An HSA can be administered through a debit card that restricts payments and reimbursements to health care, but only if the funds in the HSA are otherwise readily available via other methods and the employer provides notice of such methods. Permissible methods include online transfers, withdrawals from automatic teller machines or check writing. Also, an HSA account beneficiary may authorize a third party to withdraw funds from his or her account. However, the beneficiary is liable for a 10 percent additional tax if the funds are used other than to pay qualified medical expenses. In addition, the Notice lists certain costs that constitute qualified medical expenses, including the following:

  • Medicare Part D Premiums for the account beneficiary or his or her spouse once the beneficiary reaches age 65

  • COBRA costs

  • Premiums for a spouse or dependent receiving unemployment compensation

  • Medical expenses incurred by an account beneficiary's child who is claimed as a dependent by the beneficiary's former spouse

Prohibited Transactions

The Notice also addresses prohibited transactions under Code Section 4975 as they affect HSAs. If an account beneficiary engages in a prohibited transaction with respect to his or her HSA, the HSA is disqualified as of the first day of the taxable year in which the prohibited transaction occurs. Moreover, the assets are deemed distributed and a 10 percent additional tax applies to distributions that were not used for qualified medical expenses during the year. If the employer was the party engaging in the prohibited transaction, then the employer—not the account beneficiary—is liable for the tax. Prohibited Transactions under the Notice include the following:

  • Any extension of credit between the account beneficiary and his or her HSA

  • Pledging one's HSA as security for a loan

  • Any extension of credit between the HSA trustee and the HSA

However, if an HSA trustee extends credit to an account beneficiary that is not secured by the account beneficiary's HSA and that cannot be repaid with HSA funds, the extension of credit is not a prohibited transaction.

Establishing an HSA

The Notice clarifies that only expenses incurred on or after the date of establishment of the HSA may be reimbursed tax-free. Because an HSA holds funds for the account beneficiary as an exempt trust, the law of state in which the trust is sitused determines the date of establishment. The IRS notes that in most states, a trust must actually be funded to be established. State law also determines whether the account beneficiary's signature is a necessary component to the establishment of the trust.

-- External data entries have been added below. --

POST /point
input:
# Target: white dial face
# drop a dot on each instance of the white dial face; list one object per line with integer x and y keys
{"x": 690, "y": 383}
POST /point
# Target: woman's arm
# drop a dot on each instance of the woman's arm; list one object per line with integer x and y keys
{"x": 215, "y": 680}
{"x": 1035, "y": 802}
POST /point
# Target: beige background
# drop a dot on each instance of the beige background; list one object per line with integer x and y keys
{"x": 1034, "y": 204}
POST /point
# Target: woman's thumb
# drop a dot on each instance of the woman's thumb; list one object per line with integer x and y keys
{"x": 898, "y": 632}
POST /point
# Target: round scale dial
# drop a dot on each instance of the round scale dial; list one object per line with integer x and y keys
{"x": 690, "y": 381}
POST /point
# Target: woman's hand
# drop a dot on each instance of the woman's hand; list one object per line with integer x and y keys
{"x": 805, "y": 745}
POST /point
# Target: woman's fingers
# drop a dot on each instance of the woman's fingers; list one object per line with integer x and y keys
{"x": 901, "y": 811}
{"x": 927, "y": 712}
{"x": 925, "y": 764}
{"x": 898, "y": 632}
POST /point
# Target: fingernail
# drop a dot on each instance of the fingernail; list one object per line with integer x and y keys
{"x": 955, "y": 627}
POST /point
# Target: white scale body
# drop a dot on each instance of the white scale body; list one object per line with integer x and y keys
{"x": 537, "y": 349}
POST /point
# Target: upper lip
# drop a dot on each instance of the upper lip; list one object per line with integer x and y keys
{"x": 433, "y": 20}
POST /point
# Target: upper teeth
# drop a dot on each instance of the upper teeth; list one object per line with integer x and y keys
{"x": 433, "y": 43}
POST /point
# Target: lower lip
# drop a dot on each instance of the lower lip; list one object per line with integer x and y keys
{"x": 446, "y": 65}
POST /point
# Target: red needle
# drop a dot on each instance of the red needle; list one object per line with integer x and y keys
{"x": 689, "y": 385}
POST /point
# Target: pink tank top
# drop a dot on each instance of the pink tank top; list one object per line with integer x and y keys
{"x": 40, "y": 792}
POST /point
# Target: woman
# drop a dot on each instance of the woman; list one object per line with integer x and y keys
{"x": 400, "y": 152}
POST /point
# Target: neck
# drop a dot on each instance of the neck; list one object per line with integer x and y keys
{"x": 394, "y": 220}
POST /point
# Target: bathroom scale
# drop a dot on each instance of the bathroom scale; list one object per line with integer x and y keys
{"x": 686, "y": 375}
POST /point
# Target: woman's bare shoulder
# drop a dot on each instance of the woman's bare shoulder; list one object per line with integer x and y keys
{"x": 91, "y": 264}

HSAs funded by rollovers or transfers from an Archer MSA or another HSA retain the original account's date of establishment, even if the transfer is to another HSA with a new trustee. Moreover, if an account beneficiary has an HSA, and later establishes another, any later HSA carries the original date of establishment as long as the account beneficiary had an HSA with a balance greater than zero at any time during the 18-month period before the new HSA is established.

Administration

Finally, the Notice addresses an administrative issue for HSA accounts. An HSA trustee generally receives fees for administration and maintenance of the HSA. These fees should not be reported as distributions from the HSA but instead are reported on Form 5498-SA in the fair market value of the HSA at the end of the taxable year.

The content of this article is intended to provide a general guide to the subject matter. Specialist advice should be sought about your specific circumstances.